Rio
Krishermono
Arabisasi
BEBERAPA tahun yang lampau, seorang ulama dari Pakistan datang ke
kantor Pengurus Besar Nahdlatul Ulama (PBNU) Jakarta. Pada saat itu, Benazir
Butho masih menjabat Perdana Menteri Pakistan. Permintaan orang alim itu adalah
agar memerintahkan semua warga NU untuk membacakan surah Al-Fatihah bagi
keselamatan bangsa Pakistan.
Mengapa? Karena mereka dipimpin Benazir Butho yang berjenis
kelamin perempuan. Bukankah Rasulullah SAW telah bersabda “celakalah sebuah
kaum jika dipimpin oleh seorang perempuan”. Namun kenyataan nya bahwa hadits
tersebut disabdakan pada abad VIII Masehi di jazirah/Peninsula Arabia. Bukankah
ini berarti diperlukan sebuah penafsiran baru yang berlaku untuk masa kini?

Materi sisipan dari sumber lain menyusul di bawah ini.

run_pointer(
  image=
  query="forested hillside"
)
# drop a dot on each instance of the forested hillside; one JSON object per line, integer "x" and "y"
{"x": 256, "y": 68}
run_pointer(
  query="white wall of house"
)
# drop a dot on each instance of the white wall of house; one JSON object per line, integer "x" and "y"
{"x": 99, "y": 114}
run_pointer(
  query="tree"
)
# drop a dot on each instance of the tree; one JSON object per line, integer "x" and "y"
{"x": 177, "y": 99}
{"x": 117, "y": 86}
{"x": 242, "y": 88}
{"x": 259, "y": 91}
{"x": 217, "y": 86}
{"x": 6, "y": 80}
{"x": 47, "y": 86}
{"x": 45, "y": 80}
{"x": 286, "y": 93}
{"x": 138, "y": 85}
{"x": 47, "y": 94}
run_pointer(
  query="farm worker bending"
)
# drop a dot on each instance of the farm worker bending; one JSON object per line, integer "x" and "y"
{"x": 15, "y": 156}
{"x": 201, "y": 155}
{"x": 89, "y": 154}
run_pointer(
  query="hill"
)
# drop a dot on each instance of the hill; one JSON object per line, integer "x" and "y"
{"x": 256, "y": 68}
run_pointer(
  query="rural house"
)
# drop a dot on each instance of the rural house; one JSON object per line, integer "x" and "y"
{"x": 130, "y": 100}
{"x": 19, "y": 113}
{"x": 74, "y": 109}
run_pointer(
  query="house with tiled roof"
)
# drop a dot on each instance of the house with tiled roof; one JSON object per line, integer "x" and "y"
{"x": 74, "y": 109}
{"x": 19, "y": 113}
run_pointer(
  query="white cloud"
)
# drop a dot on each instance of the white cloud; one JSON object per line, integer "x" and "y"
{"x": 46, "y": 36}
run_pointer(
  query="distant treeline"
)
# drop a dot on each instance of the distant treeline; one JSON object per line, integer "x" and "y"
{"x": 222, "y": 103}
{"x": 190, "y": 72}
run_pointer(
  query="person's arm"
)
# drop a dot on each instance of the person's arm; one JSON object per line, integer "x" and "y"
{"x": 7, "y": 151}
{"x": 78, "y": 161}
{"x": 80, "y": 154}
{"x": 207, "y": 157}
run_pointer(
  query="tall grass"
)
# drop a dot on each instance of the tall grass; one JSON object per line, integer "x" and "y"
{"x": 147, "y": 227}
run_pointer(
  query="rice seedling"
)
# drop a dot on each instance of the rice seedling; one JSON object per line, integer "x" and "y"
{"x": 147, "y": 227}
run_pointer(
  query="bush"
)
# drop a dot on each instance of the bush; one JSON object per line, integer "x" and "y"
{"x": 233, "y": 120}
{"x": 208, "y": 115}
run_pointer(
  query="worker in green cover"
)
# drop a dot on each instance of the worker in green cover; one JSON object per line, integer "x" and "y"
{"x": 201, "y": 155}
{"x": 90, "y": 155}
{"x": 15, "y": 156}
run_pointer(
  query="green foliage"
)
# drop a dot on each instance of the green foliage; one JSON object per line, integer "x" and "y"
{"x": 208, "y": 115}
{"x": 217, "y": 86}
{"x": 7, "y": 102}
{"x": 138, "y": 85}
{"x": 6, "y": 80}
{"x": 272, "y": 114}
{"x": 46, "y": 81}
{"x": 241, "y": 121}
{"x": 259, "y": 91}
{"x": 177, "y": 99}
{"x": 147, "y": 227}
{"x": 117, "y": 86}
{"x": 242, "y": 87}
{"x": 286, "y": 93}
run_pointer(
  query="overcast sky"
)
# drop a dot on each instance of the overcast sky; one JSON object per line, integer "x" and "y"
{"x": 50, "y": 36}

Pada waktu dan tempat itu, konsep kepemimpinan (za’amah) bersifat
perorangan -di mana seorang kepala suku harus melakukan hal-hal berikut: memimpin
peperangan melawan suku lain, membagi air melalui irigasi di daerah padang
pasir yang demikian panas, memimpin karavan perdagangan dari kawasan satu ke
kawasan lain dan mendamaikan segala macam persoalan antar para keluarga yang
berbeda-beda kepentingan dalam sebuah suku, yang berarti juga dia harus
berfungsi membuat dan sekaligus melaksanakan hukum.

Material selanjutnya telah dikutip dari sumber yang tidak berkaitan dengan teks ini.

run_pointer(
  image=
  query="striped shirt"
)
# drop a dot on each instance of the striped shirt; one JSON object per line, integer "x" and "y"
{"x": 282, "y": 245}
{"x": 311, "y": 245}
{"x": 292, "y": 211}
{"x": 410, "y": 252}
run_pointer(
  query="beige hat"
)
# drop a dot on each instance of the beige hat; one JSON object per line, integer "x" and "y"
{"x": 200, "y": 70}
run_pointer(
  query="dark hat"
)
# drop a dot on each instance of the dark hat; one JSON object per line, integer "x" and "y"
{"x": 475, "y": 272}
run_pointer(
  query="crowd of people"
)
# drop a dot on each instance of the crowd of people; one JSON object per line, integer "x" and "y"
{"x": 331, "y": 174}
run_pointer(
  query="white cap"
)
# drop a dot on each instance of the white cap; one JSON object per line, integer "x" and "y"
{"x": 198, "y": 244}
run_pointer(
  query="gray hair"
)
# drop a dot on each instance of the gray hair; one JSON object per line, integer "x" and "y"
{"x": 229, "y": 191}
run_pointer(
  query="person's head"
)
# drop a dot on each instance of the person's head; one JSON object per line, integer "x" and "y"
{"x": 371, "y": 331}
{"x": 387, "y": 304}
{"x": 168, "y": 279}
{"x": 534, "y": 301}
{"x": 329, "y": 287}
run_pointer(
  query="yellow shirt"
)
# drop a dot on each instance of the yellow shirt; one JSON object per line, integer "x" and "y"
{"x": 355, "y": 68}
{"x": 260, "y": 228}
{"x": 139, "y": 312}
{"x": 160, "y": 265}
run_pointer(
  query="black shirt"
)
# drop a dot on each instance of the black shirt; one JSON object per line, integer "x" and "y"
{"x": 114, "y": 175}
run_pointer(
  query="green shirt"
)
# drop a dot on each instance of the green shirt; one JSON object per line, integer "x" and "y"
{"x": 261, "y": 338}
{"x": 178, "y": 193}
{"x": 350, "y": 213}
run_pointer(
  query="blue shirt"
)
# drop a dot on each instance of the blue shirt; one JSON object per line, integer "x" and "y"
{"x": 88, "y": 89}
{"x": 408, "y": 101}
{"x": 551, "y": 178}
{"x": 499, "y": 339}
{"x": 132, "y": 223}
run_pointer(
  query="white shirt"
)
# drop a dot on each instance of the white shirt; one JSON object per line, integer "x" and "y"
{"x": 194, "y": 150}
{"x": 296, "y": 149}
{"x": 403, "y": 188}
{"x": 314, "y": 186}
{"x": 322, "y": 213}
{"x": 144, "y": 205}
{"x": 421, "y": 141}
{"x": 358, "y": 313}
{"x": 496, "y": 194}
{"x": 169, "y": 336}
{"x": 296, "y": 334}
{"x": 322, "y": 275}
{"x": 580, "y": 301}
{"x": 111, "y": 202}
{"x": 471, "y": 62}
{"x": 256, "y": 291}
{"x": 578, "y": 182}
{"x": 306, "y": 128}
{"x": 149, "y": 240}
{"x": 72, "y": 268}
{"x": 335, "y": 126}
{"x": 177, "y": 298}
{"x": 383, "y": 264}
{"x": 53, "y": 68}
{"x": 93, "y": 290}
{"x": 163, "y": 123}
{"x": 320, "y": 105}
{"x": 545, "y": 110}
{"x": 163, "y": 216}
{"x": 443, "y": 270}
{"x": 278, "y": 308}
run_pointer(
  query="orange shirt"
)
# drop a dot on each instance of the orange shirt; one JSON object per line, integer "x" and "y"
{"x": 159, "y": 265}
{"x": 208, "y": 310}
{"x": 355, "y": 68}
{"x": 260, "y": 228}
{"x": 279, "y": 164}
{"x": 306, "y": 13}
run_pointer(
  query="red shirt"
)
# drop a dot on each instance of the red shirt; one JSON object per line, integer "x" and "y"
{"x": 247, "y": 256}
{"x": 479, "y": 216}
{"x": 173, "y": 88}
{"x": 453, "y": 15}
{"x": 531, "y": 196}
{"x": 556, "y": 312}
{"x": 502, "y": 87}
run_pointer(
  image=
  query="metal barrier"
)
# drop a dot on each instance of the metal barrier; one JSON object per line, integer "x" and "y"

Sekarang keadaannya sudah lain, dengan menjadi pemimpin, baik ia
Presiden maupun Perdana Menteri sebuah negara, konsep kepemimpinan kini telah
dilembagakan/di-institusionalisasi-kan. Dalam konteks ini, Perdana Menteri
Butho tidak boleh mengambil sikap sendiri, melainkan melalui sidang kabinet
yang mayoritas para menterinya adalah kaum lelaki. Kabinet juga tidak boleh
menyimpang dari Undang-Undang (UU) yang dibuat oleh parlemen yang beranggotakan
laki-laki sebagai mayoritas. Untuk mengawal mereka, diangkatlah para Hakim
Agung yang membentuk Mahkamah Agung (MA), yang keseluruhan anggotanya juga
laki-laki. Karenanya, kepemimpinan di tangan perempuan tidak lagi menjadi
masalah, karena konsep kepemimpinan itu sendiri telah
dilembagakan/di-institusionalisasi-kan. “Ya memang benar, demikian kata orang
alim Pakistan itu, tetapi tolong bacakan surah Al-Fatihah untuk keselamatan
bangsa Pakistan”.
Kisah di atas, dapat dijadikan contoh betapa Arabisasi telah
berkembang menjadi Islamisasi -dengan segala konsekuensinya. Hal ini pula yang
membuat banyak aspek dari kehidupan kaum muslimin yang dinyatakan dalam
simbolisme Arab. Atau dalam bahasa tersebut, simbolisasi itu bahkan sudah
begitu merasuk ke dalam kehidupan bangsa-bangsa muslim, sehingga secara tidak
terasa Arabisasi disamakan dengan Islamisasi. Sebagai contoh, nama-nama
beberapa fakultas di lingkungan Institut Agama Islam Negeri (IAIN) juga
di-Arabkan; kata syari’ah untuk hukum Islam, adab untuk sastra Arab, ushuludin
untuk studi gerakan-gerakan Islam dan tarbiyah untuk pendidikan agama. Bahkan
fakultas keputrian dinamakan kulliyyatul bannat. Seolah -olah tidak terasa
ke-Islaman-nya kalau tidak menggunakan kata-kata bahasa Arab tersebut.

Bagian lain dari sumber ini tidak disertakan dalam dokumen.